ECB must not ‘overreact’ to transitory inflation drivers

The European Central Bank must not “overreact” to transitory supply shortages that have pushed inflation above the bank’s two percent target, president Christine Lagarde said on Tuesday. 

Speaking at the opening of the ECB Forum on Central Banking, Lagarde said “the key challenge is to ensure that we do not overreact to transitory supply shocks” that have been caused by the coronavirus pandemic.

Shortages of raw materials and key components like semiconductors have added to rising prices but “have no bearing on the medium term,” Lagarde said.

Instead the bank should seek to foster “positive demand forces” that could “durably lift inflation” towards the two-percent target.

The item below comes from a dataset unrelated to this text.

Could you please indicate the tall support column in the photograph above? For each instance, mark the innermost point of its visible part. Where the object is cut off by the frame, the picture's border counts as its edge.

The ECB has for years used ultra-low interest rates, cheap loans to banks and mass bond-buying to encourage spending and investment in the euro area, in a bid to drive up inflation and boost growth. 

It also unleashed a 1.85 trillion euro ($2.2 trillion) emergency bond-purchasing programme (PEPP) last year to keep credit flowing during the pandemic.

Inflation in the 19-nation eurozone reached a 10-year high in August of three percent. 

In its most recent forecasts published earlier this month the ECB predicted that inflation would come in at 2.2 percent in 2021, before falling back to 1.7 and 1.5 the following two years.

On Wednesday, Lagarde will be joined in a discussion at the virtual central bank forum by other senior central bankers, including US Federal Reserve Chair Jerome Powell.

New forecasts by published last week show central bankers at the Fed now expect interest rates to rise next year, taking the bank’s benchmark lending rate above zero for the first time since the start of the pandemic.  

Powell said he expected inflation “to drop back toward the longer run goal” of two percent but acknowledged there is an “upside risk,” due to supply challenges and the shortage of workers.

Pressure has come from some members on the ECB’s governing board for policymakers to take the risk that inflation could climb higher more seriously.